Die Eigentümerin der Casa von Muralt verlangt, dass die Stadt auf die Villa verzichtet, die sie ihr einst geschenkt hat. Kommt man ihrem Willen bis zum 2. Juli nicht nach, will sie das Haus verkaufen.

Ist vom Stadtrat enttäuscht: Adelheid von Muralt am Eingang zur Casa von Muralt.
Ist vom Stadtrat enttäuscht: Adelheid von Muralt am Eingang zur Casa von Muralt.
Keystone

Adelheid von Muralt hat genug: Sie setzt dem freisinnigen Stadtrat Martin Vollenwyder ein Ultimatum. «Wenn Sie bis 2. Juli 2012 nicht handeln, verfüge ich über die Casa von Muralt!», schreibt sie dem Finanzvorsteher in einem offenen Brief, der heute im «Tages Anzeiger» als Inserat erschien.

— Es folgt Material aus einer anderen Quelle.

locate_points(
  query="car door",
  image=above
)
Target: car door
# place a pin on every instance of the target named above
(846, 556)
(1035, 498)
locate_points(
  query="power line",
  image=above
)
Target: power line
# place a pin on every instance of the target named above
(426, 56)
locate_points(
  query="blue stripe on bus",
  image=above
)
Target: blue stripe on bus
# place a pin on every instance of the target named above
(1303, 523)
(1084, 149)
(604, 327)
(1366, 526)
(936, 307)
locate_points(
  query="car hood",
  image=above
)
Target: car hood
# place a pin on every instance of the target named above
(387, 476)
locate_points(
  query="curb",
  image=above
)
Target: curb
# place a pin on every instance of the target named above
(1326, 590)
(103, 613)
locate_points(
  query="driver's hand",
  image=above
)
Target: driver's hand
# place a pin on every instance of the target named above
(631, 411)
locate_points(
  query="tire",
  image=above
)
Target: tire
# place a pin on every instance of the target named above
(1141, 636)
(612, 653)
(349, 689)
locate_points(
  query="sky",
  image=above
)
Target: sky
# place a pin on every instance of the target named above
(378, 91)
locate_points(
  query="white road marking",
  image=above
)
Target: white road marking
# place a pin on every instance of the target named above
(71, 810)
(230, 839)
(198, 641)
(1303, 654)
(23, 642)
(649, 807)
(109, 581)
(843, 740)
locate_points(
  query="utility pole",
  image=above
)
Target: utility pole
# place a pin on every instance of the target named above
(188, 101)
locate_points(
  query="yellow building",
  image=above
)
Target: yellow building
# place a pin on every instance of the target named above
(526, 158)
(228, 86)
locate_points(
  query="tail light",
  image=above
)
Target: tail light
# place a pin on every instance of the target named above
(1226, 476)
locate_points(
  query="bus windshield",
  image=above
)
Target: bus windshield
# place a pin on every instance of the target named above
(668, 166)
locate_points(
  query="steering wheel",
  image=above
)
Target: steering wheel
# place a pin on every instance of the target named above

Adelheid von Muralt verlangt vom Stadtrat, dass er ihr das schriftliche Schenkungsversprechen aushändigt, das sie 1997 beurkunden liess. Darin hatte sie festgehalten, dass das Haus nach ihrem Ableben an die Stadt übergehen soll – mit der Auflage, die Casa von Muralt als Gästehaus zu nutzen.